Dear Sis,
Where have you been?
I keep the porcelain vase with the kelly green clovers on my dresser. I fill it with freshwater pearls on Sundays. It leaks french perfume onto the inane wood pattern. My fingertips on the mouth of the vase. Back and forth. Trembling.
I’m getting married and you won’t be there.
How poignant the absence of your creaky laughter, the rocking sound of your chair, your softness, your effervescence. How fucking sharp – the figure of you in bed, drawn, tiny.

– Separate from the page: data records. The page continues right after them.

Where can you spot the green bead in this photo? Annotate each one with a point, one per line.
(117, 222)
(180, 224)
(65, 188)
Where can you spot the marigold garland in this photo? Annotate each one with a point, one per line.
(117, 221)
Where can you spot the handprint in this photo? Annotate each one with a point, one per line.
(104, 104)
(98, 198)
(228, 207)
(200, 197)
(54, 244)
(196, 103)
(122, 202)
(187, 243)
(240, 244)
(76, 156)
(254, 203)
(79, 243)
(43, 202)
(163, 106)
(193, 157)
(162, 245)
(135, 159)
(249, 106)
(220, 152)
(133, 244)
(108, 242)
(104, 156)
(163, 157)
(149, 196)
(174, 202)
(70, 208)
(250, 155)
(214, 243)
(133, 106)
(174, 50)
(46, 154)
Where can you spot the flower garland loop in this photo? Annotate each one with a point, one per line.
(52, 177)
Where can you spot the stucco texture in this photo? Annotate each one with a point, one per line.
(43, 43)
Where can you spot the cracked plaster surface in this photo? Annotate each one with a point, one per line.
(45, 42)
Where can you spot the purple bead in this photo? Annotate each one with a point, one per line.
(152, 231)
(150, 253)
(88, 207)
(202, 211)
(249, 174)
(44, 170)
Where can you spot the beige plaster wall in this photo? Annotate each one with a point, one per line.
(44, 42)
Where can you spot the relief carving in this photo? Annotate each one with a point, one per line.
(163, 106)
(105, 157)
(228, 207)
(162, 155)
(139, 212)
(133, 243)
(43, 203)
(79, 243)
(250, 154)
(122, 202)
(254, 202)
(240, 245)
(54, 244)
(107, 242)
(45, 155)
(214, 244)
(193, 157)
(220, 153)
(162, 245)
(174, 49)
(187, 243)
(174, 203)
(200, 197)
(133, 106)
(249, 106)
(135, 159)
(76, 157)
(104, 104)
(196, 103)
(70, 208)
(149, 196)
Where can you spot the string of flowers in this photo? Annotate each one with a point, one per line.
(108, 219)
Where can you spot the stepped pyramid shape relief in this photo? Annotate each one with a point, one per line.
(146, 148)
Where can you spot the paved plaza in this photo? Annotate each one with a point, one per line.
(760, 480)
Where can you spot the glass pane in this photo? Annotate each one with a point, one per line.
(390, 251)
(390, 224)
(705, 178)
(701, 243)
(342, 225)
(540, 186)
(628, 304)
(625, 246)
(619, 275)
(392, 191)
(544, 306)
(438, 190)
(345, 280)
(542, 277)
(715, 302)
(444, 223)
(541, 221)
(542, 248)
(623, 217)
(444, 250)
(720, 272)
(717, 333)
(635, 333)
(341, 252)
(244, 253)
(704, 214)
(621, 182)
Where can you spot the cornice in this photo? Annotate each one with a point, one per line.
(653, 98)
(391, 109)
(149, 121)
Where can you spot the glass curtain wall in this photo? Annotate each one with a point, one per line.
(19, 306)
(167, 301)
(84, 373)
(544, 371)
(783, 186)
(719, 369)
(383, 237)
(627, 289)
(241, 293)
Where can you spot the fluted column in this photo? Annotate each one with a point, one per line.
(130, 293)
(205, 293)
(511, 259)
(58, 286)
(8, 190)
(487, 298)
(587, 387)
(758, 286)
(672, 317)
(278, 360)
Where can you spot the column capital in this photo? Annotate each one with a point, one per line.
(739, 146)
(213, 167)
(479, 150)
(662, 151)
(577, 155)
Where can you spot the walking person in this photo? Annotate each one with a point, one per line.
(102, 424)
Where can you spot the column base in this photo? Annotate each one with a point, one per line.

I wrote a letter to Leenie seven years ago, looking out my window in Greenpoint. Her absence is a gaping wound. Now Kevin is gone and you’re still here.
Forgive my callousness.
I’ve been looking for you in all of the little places.
I see Leenie in the rain and wonder where I’ll see you.
The summer sky is dull and muggy.
I’m looking where the mountains meet the ocean, verdant rolling hills and valleys, cliffs with braying sheep, faerie circles. I’m waiting for Winter, for the Nutcracker where I will look in the audience and the Lincoln Center café for a woman with a chocolate-smeared face. I’m standing on Hausman street, looking for catholic school uniforms and Monsignor McGolrick and mallo-mars and scrappy mutts named Teddy.
I’m trying to catch your black and blue feet in brackish water. I’m watching the sun burn a soul-deep glow into your face. A child is reaching for you.
My mother calls every day and every day I think she will tell me you’ve left us. I feel there’s some connection between the world appearing to crumble biblically and you diminishing. I want to ask what you say when you talk to God.
Where is your delight in everyone you meet? Where are your discerning gazes? Your well full of joy?
I’m reaching for you.
You’ll be at the little round table in the bungalow, drinking milky tea, and holding court. A dog will be barking outside and a child coming in and out, banging and squeaking open the storm door. You’ll put down your romance novel and look out the window. I’ll read Ibsen in the original Norwegian and, though you won’t understand a word, you’ll say, “Well, isn’t that beautiful?”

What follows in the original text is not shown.